On June 6th, 2002,
Nintendo announced that they will sell 50 million Gamecubes worldwide by March 2005. By the end of last year, their total sales number were
18 million units. This is how sales in US looked since then (this year):
Code:
System PS2 Xbox GC
Jan 488,000 241,000 114,000
Feb 533,000 212,000 116,000
Mar 620,000 227,000 94,000
Apr 332,000 153,000 63,000
Total 1,973,000 833,000 387,000
Nintendo would have had to sell quite a few consoles everywhere else since then to regain the second place. Why regain, you might ask? Because though December, MS
has sold 19.9 million Xbox units would-wide. For those keeping score at home, that's almost 2 million, or 10% more then Nintendo, over the same period of time. In Europe, they sold 5 million units. Nintendo doesn't report European sales specifically, designating everything outside of Japan and Americans as "others" - but even that figure, bound to include European, Australian and non-Japanese Asian sales, was 4.13 million. In other words, its advantage in Japan is not longer enough to offset the shortfall everyone else, thus dropping them into the third place. I think we can thus readily dismiss "Nintendo is #3 only in US" theory. It is also quite telling that April-December sales in 2004 are down in every territory from the same period in 2003 - GC sales have actually decreases 22% year to year! No wonder Nintendo
blamed poor GC sales for the 43% profit plunge and cut shipping targets ever further.
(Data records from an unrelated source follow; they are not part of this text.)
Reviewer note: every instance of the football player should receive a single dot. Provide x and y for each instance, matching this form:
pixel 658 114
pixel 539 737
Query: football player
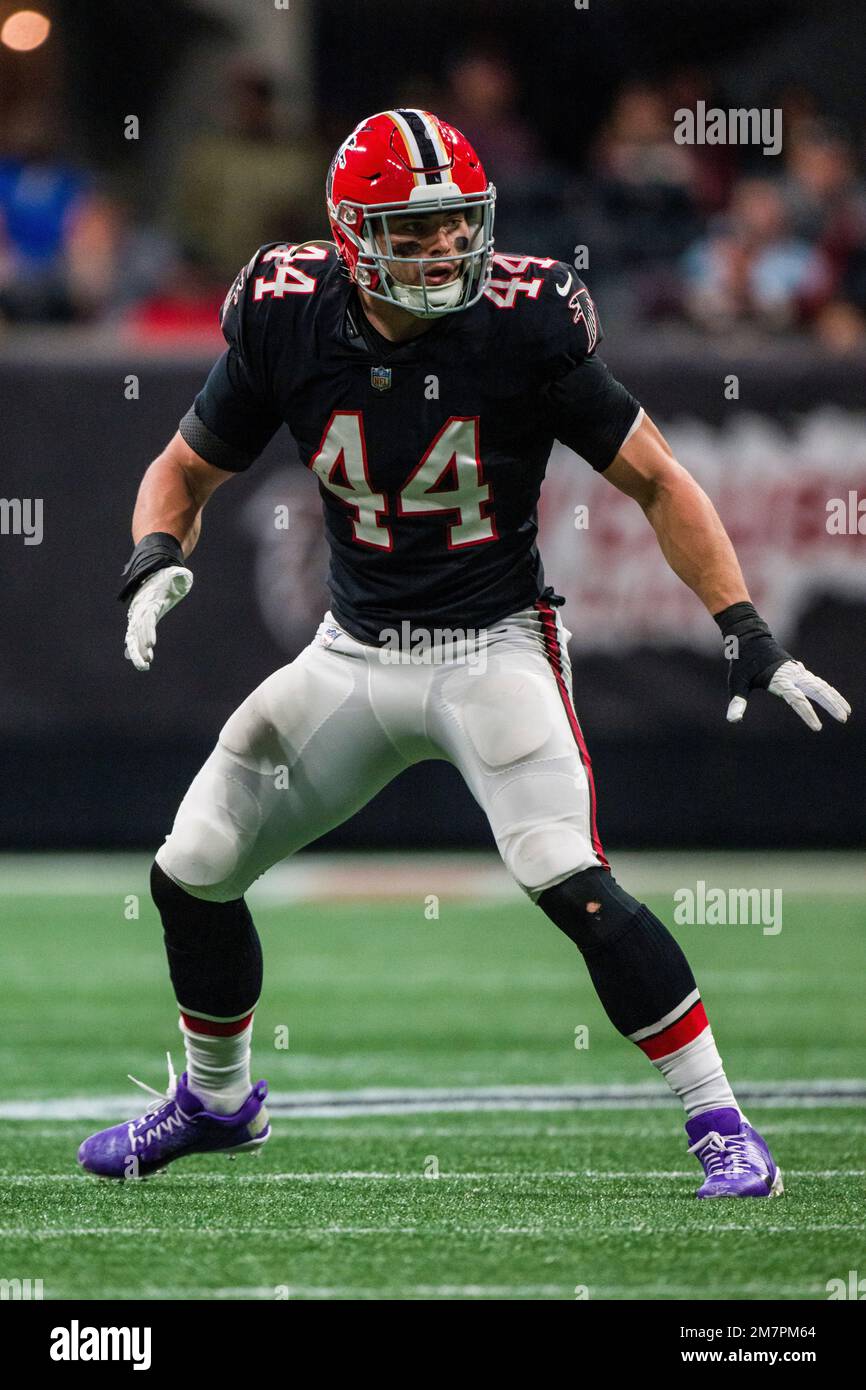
pixel 424 380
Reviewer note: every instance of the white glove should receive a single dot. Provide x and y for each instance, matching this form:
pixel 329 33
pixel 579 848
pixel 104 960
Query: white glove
pixel 794 683
pixel 152 601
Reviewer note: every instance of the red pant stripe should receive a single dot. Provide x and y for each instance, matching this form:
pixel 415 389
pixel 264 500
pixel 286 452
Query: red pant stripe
pixel 216 1030
pixel 552 651
pixel 679 1034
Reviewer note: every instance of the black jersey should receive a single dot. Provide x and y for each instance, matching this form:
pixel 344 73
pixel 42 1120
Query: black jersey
pixel 428 453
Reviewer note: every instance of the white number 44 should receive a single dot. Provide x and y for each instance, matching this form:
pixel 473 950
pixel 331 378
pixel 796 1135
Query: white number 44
pixel 452 456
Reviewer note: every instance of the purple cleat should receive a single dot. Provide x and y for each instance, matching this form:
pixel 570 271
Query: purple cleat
pixel 174 1126
pixel 736 1158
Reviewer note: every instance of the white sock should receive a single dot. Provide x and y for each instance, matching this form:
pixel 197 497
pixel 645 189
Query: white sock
pixel 695 1073
pixel 217 1068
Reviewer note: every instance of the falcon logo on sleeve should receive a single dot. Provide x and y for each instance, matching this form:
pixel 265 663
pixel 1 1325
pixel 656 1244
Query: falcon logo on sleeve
pixel 585 314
There is more. As mentioned in the immortal
"Top-20 analogy"GC software sales lately have been as dismal as hardware. And of course Nintendo's
DK Jungle Beat bombed hard. But hey, maybe it's only one game? Well, in addition to
Metroid: Echoes lagging behind Prime sales despite a wider installment base, there is this said statistic:
in March Gamecube's 5 top-selling games sold a combined total of
254,400 copies. By comparison, the top-selling game on Xbox sold 215K copies by itself, while the top-5 accounted for
952,258 copies sold.
In conclusion, Gamecube is now solidly in third place globally, miles behind Nintendo's original projection, increasingly lagging behind the competing, is actually dropping in sales each year, not moving software and is blamed by Nintendo itself for their profits shortfall. Now, if any rational person (that would exclude PC Engine) can explain to me how all of this can be considered as "doing fine", please be my guest.